Can you dip it? We can dip it!

Superbowl 50 took place yesterday. The Broncos defeated the Panthers 24-10.🏈


I can tell you that Lady Gaga slayed the National Anthem.🇺🇸


But I won’t even go there with the half-time performance. Meh!

I had every intention of staying in sweatpants and ordering takeout. A few of the girls had no plans, so we pulled together a last minute potluck. I managed to keep the tab at $100.


Here are a few of our dips.

Laurens seven layer bean dip.


Boars head franks, rolled into pillsbury croissant dough, are the perfect finger food to dip into all American mustard and ketchup. This is Kara, Lauren’s sister.



What if you could turn a jalapeño popper into a dip? Well, you can.

Roast 3 jalapeños and 2 poblano peppers at 400 degrees for 30 minutes.

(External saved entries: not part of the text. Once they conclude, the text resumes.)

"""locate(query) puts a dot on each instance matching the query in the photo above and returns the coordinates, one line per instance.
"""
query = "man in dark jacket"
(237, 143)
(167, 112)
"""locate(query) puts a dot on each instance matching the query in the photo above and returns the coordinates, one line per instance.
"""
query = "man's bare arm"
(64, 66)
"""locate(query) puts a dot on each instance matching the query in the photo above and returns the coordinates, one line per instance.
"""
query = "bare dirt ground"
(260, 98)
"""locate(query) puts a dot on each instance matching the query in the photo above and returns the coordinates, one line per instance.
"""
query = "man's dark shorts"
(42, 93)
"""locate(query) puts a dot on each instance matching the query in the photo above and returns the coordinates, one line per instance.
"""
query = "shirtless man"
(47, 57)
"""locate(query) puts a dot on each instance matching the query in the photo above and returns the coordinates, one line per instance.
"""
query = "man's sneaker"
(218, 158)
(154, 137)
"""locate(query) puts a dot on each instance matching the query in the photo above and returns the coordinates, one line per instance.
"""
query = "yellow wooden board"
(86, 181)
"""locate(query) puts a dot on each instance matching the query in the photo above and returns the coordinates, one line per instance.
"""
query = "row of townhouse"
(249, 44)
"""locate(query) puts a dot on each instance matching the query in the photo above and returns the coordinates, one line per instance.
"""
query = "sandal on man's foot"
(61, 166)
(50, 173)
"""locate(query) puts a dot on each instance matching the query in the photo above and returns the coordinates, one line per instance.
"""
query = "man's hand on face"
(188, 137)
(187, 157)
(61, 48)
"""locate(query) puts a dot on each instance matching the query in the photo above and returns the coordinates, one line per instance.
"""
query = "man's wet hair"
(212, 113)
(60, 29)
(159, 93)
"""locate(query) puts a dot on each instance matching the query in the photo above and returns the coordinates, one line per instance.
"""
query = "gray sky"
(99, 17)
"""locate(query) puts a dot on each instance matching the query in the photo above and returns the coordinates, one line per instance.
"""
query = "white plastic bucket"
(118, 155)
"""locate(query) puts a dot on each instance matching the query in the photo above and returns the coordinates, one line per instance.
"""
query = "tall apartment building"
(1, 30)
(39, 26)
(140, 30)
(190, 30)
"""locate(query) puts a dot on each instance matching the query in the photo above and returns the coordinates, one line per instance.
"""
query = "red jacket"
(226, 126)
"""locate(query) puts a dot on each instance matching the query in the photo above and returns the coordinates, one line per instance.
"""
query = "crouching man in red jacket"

I added the poblanos but you can use just jalapeños.

In a separate bowl, mix

-2 8oz packages of cream cheese

-1 1/2 cups of cheddar

-1 1/2 cups sour cream

-Dice up the roasted peppers and add to the mix.

-Put the popper mix into a baking dish or small cast iron skillet.

In a separate bowl, mix 1 cup of bread crumbs with 3 tablespoons of melted butter. Blend until it forms medium-sized bread crumb lumps. Crumble the bread crumbs over the top of the mix.

Bake at 350 for 25-30 minutes or until the bread crumbs brown. Serve with warm baguette pieces or chips.


Alicias buffalo chicken dip. It was the fan favorite.

-1 rotisserie chicken

-1 cup of franks red hot

-2 8oz packages of 1/3 less fat cream cheese

-1 cup chunky blue cheese

Allow the cream cheese to soften. Then mix with the hot sauce and blue cheese. Add chicken (She uses the food processor to chop it up). Mix everything together well. Top with a layer of shredded cheddar cheese. Bake at 350 degrees for 20-30 minutes until heated through.


Keeping it simple for the cornbread, with boxed jiffy mix.


Guinness Chili

1 pound of cubed boneless short ribs. (Ask your butcher to cube it). Thank you Joe at Adams

1 pound of ground pork

1 can of tomato paste

1 onion

1 Shallot

3 cloves of garlic

1 can of guinness

2 14 oz cans of diced tomato

2 cups of beef broth

Spices- cumin, chili powder, cinnamon, salt,  and pepper

1 14 oz can of black beans

Sour cream, fresh chive and cooked bacon for topping.


Cut the top off the cornbread. Scoop out the center. Fill the cornbread with the chili. Top with sour cream, chive and bacon pieces.


For the sake of time and saving money I chose boxed dessert.

Blend the brownie mix, chocolate pudding mix and chopped salted pecans.


I bought blue, orange and white icing for decorating the brownies. The white icing worked well. But the colors I bought were gel, not icing. Lesson learned, read the label. You couldn’t see the gel color against the brownie, so we had to scratch the team colors.


At 6:30 we gathered our food and sat in front of the TV.


Whats a superbowl potluck without a shot. When I think of a sports bar, I think of pickle back shots. I would normally use McClures pickles, of Brooklyn. But being in the Hudson Valley, it was only right to use local pickles.

Check out Perry’s Pickles out of Rosedale, NY.

Take a shooter of your whiskey of choice and chase it with pickle juice. I prefer dill pickles but you can use your preference.



I hope you all enjoyed your Super Bowl Sunday! Cheers.